Inn at Essex/New England Culinary Institute
In 1968, Michel LeBorgne, now the vice-president of culinary affairs at the New England Culinary Institute in Vermont, became executive chef at Yale University. Perhaps that is why Yale is not known for student protests in the late 1960s. The students may have been politically discontented, but they were well-fed.
As the son of two great cooks, LeBorgne always wanted to become a chef. He began his apprenticeship at age 14 and worked in renowned European kitchens in Paris and Lausanne, Switzerland. He came to the United States in 1964 and worked in New York City and then as the chef at La Rotisserie Normande in New Haven before joining the Ivy League. When asked to describe his style of cooking, LeBorgne uses one word: simple. “Simplicity leaves no room for errors,” he says. As a corollary, he adds, “There is a fine line between success and disaster.” LeBorgne encourages his students to refine their techniques and to pursue the simplicity that has become his trademark.

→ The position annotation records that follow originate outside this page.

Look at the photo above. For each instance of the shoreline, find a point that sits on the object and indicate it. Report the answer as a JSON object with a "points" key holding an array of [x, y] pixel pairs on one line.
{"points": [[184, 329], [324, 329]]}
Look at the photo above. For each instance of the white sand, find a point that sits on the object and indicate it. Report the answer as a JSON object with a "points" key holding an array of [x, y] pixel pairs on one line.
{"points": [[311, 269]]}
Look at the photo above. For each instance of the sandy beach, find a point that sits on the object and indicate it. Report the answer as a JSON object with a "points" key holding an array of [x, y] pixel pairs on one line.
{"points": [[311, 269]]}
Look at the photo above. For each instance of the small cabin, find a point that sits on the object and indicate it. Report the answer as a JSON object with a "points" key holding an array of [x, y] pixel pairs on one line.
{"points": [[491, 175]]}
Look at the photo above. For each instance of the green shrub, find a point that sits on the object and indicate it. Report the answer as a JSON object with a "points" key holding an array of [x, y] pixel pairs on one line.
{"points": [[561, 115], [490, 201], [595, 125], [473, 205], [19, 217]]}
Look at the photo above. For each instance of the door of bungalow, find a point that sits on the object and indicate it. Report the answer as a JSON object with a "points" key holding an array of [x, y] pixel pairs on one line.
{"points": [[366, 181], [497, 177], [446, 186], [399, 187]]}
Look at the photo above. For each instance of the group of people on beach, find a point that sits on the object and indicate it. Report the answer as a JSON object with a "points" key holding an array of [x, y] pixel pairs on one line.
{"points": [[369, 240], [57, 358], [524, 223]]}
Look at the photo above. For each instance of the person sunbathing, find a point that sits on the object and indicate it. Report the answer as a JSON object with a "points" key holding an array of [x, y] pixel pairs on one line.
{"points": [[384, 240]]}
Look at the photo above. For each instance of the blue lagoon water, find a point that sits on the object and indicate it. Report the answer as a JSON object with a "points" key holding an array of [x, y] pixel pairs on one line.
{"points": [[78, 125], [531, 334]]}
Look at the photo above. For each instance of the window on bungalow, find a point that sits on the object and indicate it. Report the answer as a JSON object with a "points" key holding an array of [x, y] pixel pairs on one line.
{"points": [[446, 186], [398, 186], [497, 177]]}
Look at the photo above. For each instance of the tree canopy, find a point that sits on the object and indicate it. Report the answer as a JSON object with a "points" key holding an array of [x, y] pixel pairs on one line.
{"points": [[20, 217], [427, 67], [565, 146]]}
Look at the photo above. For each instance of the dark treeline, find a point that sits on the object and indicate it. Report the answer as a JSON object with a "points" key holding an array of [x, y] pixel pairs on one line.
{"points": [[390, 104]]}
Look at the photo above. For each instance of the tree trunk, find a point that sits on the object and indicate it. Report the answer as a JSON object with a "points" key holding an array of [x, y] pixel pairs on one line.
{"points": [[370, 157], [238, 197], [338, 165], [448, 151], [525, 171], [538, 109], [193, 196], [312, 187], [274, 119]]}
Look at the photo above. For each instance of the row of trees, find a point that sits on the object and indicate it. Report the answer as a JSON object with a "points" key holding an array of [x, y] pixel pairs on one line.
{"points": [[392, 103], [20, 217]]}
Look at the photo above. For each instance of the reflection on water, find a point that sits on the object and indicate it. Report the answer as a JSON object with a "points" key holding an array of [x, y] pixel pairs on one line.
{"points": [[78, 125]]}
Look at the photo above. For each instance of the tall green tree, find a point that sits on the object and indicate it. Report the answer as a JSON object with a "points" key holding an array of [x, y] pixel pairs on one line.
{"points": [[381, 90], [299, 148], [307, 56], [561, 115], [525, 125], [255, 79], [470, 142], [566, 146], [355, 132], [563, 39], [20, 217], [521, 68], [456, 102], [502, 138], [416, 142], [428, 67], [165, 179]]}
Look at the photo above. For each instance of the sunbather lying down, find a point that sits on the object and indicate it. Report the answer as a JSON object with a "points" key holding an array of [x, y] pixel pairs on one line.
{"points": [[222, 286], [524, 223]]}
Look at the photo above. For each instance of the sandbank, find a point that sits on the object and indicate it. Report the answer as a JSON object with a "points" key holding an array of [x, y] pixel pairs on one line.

The Institute’s Inn at Essex restaurant is “informal and cozy,” according to LeBorgne. It is at the Inn that students polish their skills for real customers.
When not creating in the kitchen, LeBorgne likes to cross-country ski and photograph the beautiful countryside of rural Vermont. He is a Maitre Cuisinier de France, member of the Academie Culinaire de France, and the Amis d’ Escoffier Society and Societe des Cuisiniers de Paris.